El Mando Sur de las Fuerzas Armadas de Estados Unidos (Southcom) anunció por segunda noche consecutiva ataques contra embarcaciones en el Océano Pacífico oriental, en una serie de operaciones que han elevado a más de un centenar el número de fallecidos desde septiembre. Según el comunicado oficial, los ataques del último miércoles resultaron en cinco fallecidos y se enmarcan en la Fuerza Operativa Conjunta Lanza del Sur, una iniciativa presentada por la administración del expresidente Donald Trump como un esfuerzo clave para interrumpir el narcotráfico.

El Pentágono justificó las acciones alegando que los buques atacados navegaban por rutas habituales del tráfico de drogas y estaban operados por lo que denominan “organizaciones terroristas designadas”. No se reportaron bajas entre el personal militar estadounidense. Sin embargo, estas operaciones, caracterizadas por el uso de fuerza letal en aguas internacionales y la ausencia de pruebas públicas divulgadas, han reavivado el debate interno en Estados Unidos, donde expertos en derecho internacional cuestionan su legalidad y procedimiento.

Presión multifacética sobre Venezuela

Los incidentes militares coinciden con un claro endurecimiento de la postura de Washington hacia el gobierno del presidente Nicolás Maduro. Esta misma semana, Trump ordenó un “bloqueo total” dirigido a todos los petroleros sancionados que intenten entrar o salir de puertos venezolanos, una medida diseñada para estrangular aún más los ingresos por exportación de crudo de la nación caribeña. Paralelamente, la Casa Blanca impuso sanciones a 29 buques y sus empresas gestoras, acusándolos de formar parte de la denominada “flota fantasma” de Irán, utilizada supuestamente para evadir sanciones y transportar petróleo venezolano.

Maduro ha respondido a esta escalada con un discurso de resistencia y denuncia. El mandatario venezolano hizo un llamado al pueblo estadounidense para “levantar las banderas de la paz” y acusó a Washington de buscar un “cambio de régimen” en el país. Asimismo, alertó formalmente al secretario general de la ONU, António Guterres, sobre lo que calificó como una “escalada de amenazas” con graves implicaciones para la estabilidad regional. El gobierno de Caracas sostiene que el objetivo final de Estados Unidos es apoderarse de las vastas reservas petroleras de Venezuela, mientras que Washington señala a Maduro como cabecilla de una extensa red de narcotráfico y corrupción.

Tensiones que trascienden la relación bilateral

La creciente volatilidad no se limita al eje Caracas-Washington.

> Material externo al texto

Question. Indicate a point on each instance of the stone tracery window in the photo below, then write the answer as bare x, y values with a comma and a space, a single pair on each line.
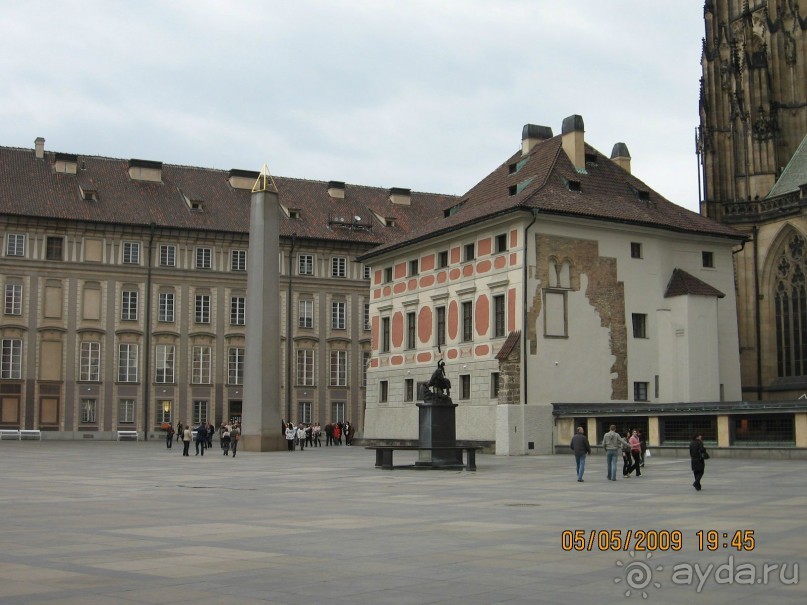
790, 299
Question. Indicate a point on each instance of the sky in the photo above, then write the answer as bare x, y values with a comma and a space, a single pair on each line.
429, 95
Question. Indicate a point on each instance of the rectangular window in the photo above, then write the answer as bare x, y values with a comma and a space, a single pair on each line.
305, 367
199, 412
204, 258
385, 334
90, 362
465, 386
305, 309
164, 411
409, 389
365, 364
440, 329
164, 358
304, 411
11, 365
338, 315
15, 244
494, 385
200, 365
131, 253
127, 362
238, 260
238, 311
442, 259
338, 369
498, 316
89, 408
13, 299
305, 264
54, 248
640, 391
410, 330
338, 266
128, 310
235, 365
639, 325
126, 411
501, 243
202, 309
338, 411
165, 311
467, 321
168, 255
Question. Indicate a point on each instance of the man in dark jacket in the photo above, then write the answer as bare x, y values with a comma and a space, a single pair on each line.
581, 448
698, 455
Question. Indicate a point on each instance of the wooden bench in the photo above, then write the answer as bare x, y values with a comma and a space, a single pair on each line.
126, 435
384, 454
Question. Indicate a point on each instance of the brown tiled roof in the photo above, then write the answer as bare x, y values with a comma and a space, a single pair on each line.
32, 187
509, 345
606, 192
682, 283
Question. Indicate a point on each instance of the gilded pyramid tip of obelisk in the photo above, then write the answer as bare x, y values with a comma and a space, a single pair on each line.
265, 181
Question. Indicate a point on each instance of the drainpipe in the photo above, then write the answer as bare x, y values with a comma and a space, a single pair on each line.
757, 312
288, 331
147, 357
524, 310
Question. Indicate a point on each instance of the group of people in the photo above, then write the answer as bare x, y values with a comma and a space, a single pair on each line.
633, 447
229, 436
310, 434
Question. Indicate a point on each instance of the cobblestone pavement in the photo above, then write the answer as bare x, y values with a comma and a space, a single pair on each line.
102, 523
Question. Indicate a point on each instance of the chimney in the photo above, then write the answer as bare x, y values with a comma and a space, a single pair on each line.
621, 156
531, 135
146, 170
573, 141
399, 195
336, 189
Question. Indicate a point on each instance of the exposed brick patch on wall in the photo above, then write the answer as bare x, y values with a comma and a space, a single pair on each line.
605, 293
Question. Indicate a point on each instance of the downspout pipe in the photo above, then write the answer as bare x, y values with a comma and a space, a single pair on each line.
147, 352
289, 329
524, 265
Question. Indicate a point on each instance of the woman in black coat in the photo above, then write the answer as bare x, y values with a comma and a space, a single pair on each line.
698, 455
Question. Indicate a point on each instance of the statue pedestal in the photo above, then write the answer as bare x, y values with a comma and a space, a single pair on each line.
437, 430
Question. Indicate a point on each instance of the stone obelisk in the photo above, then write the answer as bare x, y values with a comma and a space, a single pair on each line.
261, 427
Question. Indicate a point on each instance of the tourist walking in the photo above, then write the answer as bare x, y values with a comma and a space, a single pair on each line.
187, 435
612, 443
581, 447
699, 456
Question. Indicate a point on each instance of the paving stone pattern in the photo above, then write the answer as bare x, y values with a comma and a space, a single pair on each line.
125, 523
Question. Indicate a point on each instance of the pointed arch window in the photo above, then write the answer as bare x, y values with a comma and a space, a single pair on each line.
790, 299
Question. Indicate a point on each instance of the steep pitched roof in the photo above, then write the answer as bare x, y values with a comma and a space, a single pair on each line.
682, 283
546, 181
794, 176
32, 187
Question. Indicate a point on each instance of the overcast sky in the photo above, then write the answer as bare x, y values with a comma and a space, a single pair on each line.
425, 94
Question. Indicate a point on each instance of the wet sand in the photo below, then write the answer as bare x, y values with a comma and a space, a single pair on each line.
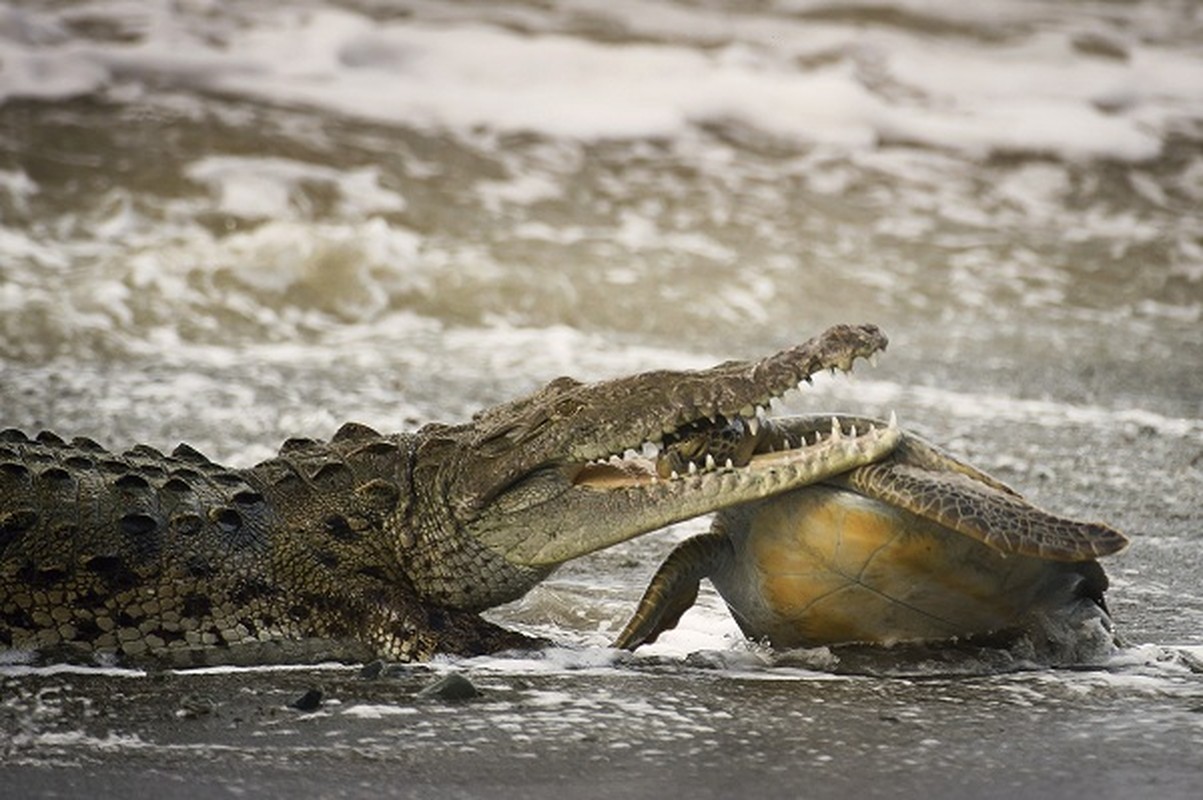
584, 723
633, 733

Recientemente, el presidente Maduro hizo un llamado a los militares colombianos para actuar “como un solo Ejército” junto a Venezuela, una declaración que fue rechazada de inmediato por el presidente de Colombia, Gustavo Petro, quien recordó que ningún mandatario extranjero tiene potestad para dar órdenes a las fuerzas armadas de otro país soberano.

Este entrelazamiento de acciones militares en alta mar, sanciones económicas maximalistas y una retórica cada vez más inflamatoria está configurando un tablero regional de alta tensión. La comunidad internacional observa con preocupación cómo estas dinámicas podrían desestabilizar aún más el Caribe y el Pacífico oriental, en un contexto donde el uso de la fuerza y las medidas de coerción económica parecen prevalecer sobre los canales diplomáticos.